I will ignore the discussion of how this tighter envelope has basically necessitated a mechanical air system and focus instead on insulation and air-sealing.
There is a lot of complexity to this topic, but in the simplest terms, the insulated envelope is trying to keep the temperature different on either side of the enclosure. If it is very hot outside, it wants to keep that out so the inside stays very cool. If it is extremely cold outside, it wants to keep that warmth in, instead of letting it escape. This thermal transfer is further complicated by the fact that warm air contains moisture vapor. We need to control moisture transmission as well, otherwise we can get water inside our walls which is detrimental.
For decades, the exterior wall has been constructed with stick/stud framing and then stuffed with insulation between the studs in the cavity. This utilized the thickness of the stud as a space to slow down that thermal transfer. But starting last year, in the State of Minnesota, the new energy code goes a step further and now requires a "Continuous Insulation" on the exterior of the cavity.

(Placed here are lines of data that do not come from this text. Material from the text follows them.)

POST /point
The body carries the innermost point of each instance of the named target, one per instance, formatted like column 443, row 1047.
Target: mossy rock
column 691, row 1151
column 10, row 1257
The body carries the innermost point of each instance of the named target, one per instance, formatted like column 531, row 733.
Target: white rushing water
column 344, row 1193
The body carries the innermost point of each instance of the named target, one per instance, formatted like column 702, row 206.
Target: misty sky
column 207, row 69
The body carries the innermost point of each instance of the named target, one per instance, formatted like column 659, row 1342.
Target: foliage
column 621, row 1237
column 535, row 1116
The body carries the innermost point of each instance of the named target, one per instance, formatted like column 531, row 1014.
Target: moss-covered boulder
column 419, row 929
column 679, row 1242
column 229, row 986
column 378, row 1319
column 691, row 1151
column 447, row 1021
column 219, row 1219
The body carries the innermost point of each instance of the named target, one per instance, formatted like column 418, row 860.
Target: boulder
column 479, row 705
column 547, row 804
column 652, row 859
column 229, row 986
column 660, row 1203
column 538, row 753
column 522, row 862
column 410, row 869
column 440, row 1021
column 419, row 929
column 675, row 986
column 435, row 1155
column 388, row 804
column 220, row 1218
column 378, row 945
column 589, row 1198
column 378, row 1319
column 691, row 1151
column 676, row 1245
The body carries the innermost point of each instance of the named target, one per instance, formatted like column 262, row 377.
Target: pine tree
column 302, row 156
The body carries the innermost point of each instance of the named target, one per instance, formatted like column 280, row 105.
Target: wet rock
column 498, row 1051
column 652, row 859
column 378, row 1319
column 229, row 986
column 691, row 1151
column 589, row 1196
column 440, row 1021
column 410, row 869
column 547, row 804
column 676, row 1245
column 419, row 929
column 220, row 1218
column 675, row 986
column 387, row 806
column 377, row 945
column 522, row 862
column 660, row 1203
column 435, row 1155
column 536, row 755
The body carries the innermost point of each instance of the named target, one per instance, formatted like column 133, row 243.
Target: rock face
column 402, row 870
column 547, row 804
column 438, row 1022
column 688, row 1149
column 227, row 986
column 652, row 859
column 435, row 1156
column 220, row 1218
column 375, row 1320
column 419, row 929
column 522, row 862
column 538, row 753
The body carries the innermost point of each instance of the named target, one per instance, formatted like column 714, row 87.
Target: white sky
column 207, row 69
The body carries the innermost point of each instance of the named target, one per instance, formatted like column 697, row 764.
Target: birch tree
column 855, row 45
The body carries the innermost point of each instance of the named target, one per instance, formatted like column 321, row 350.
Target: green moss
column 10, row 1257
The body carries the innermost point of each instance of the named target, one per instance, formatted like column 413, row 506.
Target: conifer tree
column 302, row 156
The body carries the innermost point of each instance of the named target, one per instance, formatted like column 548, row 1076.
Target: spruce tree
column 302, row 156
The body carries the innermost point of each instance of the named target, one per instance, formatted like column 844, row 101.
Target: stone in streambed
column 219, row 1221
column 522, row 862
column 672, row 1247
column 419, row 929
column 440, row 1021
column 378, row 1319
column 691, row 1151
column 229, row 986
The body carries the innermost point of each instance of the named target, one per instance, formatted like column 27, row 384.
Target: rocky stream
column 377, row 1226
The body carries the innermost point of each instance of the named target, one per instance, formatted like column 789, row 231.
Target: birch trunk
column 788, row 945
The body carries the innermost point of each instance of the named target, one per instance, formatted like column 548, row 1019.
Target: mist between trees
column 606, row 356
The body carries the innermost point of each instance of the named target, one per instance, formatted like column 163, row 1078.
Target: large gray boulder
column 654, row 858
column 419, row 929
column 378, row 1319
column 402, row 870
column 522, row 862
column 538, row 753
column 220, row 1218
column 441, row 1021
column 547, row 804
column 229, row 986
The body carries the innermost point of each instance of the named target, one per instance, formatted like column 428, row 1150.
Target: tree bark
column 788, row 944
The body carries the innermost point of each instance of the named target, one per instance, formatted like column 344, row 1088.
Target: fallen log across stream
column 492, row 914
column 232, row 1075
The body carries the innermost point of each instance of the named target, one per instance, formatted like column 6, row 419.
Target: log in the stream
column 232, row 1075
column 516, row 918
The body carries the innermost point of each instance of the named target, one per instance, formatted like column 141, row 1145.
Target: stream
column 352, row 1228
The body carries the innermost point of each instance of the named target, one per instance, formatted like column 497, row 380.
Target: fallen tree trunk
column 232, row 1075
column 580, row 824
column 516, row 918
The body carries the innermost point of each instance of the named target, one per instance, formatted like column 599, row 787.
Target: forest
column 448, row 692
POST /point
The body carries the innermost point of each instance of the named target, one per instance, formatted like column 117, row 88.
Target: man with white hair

This science behind it is legit. This adds more insulation, without any gaps or "bridges" created by the framing itself. It also moves the dreaded dew point (the point where water vapor turns into liquid water) further outside the enclosure to prevent water inside the wall. But it has sent some architects scrambling for new details. In particular, regular old wood siding cannot be nailed to foam. So there needs to be additional parts added to the enclosure.
For Pure Rock Studios, we utilized a new system to combine the continuous insulation with a nailable substrate suitable for traditional siding. It is called ZIP System R Sheathing.